As more full-genome sequences of BTV are becoming available, it is becoming clear that the occurrence of Orbivirus reassortment in the field is extensive, with evidence of reassortment in both mammalian hosts and Culicoides (5, 6, 20, 49, 50, 52, 53, 80, 8385). All of our experiments were performed using mammalian cells in vitro. Obviously, in contrast to the controlled experimental procedures in vitro (e.g., equal MOIs in cells largely devoid of antiviral activity), the process of reassortment in the field (in either the insect or mammalian vector) is likely to be governed by both stochastic and deterministic events, such as host immunity, vector specificity, the existing distribution of parental virus strains, and vaccination campaigns with both live and multivalent vaccines. However, our study has shown that reassortment in BTV is a very plastic event, and there is no inherent or structural barrier for any genomic segment to reassort. In areas where several serotypes of BTV cocirculate, reassortment could be the rule rather than the exception (20, 49, 83).

BTV has historically been classified from the serological point of view. Serology was, and remains, a key parameter for differentiating BTV strains. Molecular methods for “typing” a virus have concentrated on reconstructing the serological relationships and consequently focused upon the genomic segments that express the outer capsid proteins (46, 86). Sequence analyses have shown that the majority of the BTV proteins group according to their geographic origins (topotype). If considered within the serotype, this is also true for both of the outer capsid proteins VP2 and VP5. Studies of virus topotypes have shown that the majority of BTV genome segments and/or proteins can be divided into two major topotypes, “eastern” and “western,” with evidence of further subgroups that also depend on the geographic origins of the isolates. However, recent studies of BTV-25 and BTV-26 have suggested that they may represent two additional major groups, and the VP7 and NS3 genes do not appear to fit this pattern, showing multiple eastern and western groups (87). Although these groupings provide a useful guide, the introduction of exotic virus strains, the reassortment of genome segments, and the selective pressures on the progeny viruses in the field have, in some cases, altered the distribution of specific gene variants and blurred the topotype boundaries. It appears likely that, although reassortment can occur between any BTV genome segment, subsequent environmental pressures and negative selection will have important influences on the survival of individual progeny strains and, therefore, on individual genes and gene combinations (8890).
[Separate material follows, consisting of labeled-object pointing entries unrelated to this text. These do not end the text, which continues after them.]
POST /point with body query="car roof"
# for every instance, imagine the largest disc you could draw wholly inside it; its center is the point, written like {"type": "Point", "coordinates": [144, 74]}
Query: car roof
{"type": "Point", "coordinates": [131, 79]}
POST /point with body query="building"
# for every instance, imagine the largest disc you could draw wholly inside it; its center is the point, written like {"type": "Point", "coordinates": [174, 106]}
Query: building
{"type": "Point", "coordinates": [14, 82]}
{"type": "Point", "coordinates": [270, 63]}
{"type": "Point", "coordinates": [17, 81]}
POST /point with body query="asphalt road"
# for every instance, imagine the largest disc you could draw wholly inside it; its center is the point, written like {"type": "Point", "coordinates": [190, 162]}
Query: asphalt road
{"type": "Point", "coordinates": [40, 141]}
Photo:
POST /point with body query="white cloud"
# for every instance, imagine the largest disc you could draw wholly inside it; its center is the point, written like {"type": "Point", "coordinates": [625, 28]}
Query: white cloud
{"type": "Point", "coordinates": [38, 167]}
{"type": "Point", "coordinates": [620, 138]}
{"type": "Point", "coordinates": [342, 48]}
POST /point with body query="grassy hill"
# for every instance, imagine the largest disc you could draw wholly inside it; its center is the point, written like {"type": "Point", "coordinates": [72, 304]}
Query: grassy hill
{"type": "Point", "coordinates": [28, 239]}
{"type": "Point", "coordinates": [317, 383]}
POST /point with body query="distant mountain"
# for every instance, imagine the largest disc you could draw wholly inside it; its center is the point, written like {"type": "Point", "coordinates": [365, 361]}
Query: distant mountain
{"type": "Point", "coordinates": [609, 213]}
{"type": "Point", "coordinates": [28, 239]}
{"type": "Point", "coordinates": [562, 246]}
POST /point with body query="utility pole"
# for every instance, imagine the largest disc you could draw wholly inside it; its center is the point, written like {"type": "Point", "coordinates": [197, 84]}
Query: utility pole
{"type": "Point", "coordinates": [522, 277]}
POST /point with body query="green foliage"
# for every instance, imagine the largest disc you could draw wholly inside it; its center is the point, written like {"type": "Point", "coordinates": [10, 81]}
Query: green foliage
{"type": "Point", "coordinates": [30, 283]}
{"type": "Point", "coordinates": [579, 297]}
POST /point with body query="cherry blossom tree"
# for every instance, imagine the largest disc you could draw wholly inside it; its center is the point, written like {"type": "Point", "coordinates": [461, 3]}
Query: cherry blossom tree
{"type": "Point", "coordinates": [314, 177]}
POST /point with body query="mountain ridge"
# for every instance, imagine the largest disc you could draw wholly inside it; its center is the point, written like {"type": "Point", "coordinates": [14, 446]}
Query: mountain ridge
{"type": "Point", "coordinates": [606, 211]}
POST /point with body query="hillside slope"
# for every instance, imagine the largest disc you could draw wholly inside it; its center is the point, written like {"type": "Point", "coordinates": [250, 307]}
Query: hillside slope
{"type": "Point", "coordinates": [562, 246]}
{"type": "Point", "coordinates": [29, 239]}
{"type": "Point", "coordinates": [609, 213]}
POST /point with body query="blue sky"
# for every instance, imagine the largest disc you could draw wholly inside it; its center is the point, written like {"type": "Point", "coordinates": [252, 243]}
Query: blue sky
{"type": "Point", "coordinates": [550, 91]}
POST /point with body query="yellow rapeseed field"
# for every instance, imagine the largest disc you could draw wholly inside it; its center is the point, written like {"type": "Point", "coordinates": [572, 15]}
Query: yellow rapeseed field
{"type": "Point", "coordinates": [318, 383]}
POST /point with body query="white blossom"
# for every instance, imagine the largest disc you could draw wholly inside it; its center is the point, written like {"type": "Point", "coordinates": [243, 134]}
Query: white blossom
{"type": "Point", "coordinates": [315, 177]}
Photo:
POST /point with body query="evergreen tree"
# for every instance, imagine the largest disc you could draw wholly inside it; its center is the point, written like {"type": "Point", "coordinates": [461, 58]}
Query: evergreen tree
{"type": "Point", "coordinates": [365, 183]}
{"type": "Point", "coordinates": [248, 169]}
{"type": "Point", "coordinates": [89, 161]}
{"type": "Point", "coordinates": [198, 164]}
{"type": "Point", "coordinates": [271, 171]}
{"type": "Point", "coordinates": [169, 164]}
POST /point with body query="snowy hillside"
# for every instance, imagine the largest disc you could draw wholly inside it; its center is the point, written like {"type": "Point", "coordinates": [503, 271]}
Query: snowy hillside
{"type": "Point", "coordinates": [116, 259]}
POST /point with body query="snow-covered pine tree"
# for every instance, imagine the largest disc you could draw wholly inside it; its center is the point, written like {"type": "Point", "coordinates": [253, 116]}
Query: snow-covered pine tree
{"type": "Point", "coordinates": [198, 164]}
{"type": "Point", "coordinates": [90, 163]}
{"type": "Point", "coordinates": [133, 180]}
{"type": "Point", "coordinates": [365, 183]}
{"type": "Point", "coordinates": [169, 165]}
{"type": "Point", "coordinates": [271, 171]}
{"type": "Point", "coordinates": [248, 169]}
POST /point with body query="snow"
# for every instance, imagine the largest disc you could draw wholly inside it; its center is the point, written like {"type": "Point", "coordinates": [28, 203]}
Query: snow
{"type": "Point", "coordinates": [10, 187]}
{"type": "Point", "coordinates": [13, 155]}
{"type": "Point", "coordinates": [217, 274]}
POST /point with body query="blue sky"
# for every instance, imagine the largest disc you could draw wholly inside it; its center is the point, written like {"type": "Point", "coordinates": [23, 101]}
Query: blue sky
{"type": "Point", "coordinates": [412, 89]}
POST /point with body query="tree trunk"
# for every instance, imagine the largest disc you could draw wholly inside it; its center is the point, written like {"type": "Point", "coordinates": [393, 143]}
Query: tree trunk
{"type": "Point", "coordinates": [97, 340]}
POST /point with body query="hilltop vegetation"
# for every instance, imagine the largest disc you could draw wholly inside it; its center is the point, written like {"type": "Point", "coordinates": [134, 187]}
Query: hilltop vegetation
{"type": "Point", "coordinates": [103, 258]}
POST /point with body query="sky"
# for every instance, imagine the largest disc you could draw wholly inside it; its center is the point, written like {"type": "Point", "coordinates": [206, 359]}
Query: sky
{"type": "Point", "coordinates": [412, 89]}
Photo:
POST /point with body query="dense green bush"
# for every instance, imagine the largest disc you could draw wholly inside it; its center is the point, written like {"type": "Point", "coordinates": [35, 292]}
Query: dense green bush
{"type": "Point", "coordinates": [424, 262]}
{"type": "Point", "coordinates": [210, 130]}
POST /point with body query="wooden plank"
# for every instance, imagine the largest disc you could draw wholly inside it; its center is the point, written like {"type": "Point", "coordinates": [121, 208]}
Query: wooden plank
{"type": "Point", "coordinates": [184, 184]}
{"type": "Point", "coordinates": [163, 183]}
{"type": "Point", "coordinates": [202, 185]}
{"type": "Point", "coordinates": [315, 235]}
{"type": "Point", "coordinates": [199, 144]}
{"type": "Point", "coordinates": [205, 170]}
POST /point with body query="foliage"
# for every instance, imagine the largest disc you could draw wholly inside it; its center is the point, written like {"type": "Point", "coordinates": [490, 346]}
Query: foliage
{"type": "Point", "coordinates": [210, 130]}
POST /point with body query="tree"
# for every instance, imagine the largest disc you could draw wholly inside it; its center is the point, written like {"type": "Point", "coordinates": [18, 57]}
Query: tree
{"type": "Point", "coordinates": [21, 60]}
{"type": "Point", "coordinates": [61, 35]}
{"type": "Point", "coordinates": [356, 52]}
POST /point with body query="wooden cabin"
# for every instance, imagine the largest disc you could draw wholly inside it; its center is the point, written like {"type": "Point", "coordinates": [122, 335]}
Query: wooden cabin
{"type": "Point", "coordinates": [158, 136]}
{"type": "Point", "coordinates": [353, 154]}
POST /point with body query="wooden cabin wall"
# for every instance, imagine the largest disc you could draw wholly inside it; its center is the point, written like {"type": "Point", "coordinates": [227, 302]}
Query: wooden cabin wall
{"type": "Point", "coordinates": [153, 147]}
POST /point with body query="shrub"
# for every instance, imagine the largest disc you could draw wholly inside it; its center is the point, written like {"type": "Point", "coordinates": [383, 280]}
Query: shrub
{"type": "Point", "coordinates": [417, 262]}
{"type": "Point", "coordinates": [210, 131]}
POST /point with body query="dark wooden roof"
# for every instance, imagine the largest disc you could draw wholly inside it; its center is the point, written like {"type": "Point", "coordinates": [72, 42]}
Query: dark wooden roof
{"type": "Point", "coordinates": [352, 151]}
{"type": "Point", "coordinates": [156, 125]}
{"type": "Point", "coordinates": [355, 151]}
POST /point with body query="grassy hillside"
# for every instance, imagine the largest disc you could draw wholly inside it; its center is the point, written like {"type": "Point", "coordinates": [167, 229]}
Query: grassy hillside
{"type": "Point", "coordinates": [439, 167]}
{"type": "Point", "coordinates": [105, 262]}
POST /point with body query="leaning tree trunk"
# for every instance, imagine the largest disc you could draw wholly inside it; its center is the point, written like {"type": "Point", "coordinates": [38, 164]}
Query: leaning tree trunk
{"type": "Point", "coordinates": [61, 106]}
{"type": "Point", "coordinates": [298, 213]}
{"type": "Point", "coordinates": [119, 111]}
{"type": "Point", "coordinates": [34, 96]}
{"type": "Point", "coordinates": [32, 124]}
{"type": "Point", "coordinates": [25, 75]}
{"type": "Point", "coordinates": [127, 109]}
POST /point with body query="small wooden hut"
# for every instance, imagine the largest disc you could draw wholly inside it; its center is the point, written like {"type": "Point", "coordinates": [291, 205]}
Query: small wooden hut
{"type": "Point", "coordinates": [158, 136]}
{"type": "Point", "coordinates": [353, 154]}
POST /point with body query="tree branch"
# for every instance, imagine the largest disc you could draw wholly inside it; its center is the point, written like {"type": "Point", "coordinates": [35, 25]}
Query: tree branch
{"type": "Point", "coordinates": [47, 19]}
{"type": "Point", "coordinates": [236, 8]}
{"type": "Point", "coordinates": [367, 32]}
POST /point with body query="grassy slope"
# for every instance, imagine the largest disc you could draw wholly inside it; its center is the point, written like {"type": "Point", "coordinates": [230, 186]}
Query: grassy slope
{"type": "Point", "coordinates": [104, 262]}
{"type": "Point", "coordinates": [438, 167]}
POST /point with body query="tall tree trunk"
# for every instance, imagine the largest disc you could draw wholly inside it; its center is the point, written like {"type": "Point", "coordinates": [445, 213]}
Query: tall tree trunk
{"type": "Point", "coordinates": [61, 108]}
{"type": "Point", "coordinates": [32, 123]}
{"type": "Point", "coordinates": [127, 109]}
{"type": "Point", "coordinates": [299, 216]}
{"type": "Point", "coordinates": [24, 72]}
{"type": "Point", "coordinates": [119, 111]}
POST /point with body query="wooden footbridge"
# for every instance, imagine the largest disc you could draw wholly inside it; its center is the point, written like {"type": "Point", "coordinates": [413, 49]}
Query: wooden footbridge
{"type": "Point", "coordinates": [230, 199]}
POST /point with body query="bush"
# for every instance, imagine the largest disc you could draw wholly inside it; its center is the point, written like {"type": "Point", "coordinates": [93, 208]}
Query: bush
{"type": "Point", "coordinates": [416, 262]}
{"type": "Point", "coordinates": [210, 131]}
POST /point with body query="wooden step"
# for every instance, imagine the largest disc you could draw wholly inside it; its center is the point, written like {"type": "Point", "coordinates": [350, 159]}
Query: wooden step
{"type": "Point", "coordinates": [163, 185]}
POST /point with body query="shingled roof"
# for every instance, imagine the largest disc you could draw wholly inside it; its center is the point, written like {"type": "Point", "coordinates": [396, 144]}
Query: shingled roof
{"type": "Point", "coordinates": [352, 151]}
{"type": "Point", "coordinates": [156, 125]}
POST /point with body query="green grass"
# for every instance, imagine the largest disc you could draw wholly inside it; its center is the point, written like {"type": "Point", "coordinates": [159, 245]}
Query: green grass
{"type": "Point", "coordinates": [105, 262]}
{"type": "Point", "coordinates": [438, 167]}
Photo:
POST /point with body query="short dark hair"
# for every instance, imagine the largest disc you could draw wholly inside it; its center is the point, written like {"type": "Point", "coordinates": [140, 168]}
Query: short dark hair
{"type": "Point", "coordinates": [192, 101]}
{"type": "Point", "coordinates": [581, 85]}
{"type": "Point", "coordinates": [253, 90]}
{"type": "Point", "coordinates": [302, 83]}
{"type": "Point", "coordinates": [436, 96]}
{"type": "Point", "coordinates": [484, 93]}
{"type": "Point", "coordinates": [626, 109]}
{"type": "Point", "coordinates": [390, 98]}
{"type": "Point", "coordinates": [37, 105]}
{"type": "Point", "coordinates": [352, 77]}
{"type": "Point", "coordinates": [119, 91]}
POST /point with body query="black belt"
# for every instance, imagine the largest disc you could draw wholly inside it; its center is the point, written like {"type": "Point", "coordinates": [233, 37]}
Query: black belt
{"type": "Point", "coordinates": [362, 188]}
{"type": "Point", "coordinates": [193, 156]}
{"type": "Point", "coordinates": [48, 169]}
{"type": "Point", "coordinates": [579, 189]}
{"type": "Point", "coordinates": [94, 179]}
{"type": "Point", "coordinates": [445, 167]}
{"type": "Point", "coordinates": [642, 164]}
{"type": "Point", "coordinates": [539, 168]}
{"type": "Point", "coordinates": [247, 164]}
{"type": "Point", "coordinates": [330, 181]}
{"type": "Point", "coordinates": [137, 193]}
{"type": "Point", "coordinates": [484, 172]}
Using reverse genetics, we have confirmed in this study that VP2 is indeed the key determinant of neutralizing antibody specificity. Obviously, understanding to which serotype a BTV strain belongs is critical in designing the appropriate control strategies. However, simply defining a BTV strain on the basis of its serotype (and/or Seg-2 sequence) excludes important information on the remaining nine segments. As more detailed analyses of the properties and impacts of individual proteins (for example, associations with pathogenicity [69] or transmission) become available, using an alternative classification system will become increasingly important. Similar issues have been encountered with rotaviruses, leading to the proposal for creating standard classification systems (91, 92). An analogous approach for orbiviruses, taking into account virus serotypes and topotypes, as well as different groupings of the VP7 and NS3 genes, may provide a way forward to construct a more comprehensive nomenclature for individual BTV strains.

ACKNOWLEDGMENTS

This work was funded by the BBSRC via the EMIDA program and the Wellcome Trust.

We are grateful to Karl Conzelmann and David Griffiths for reagents and to Sema Nickbakhsh for statistical analysis.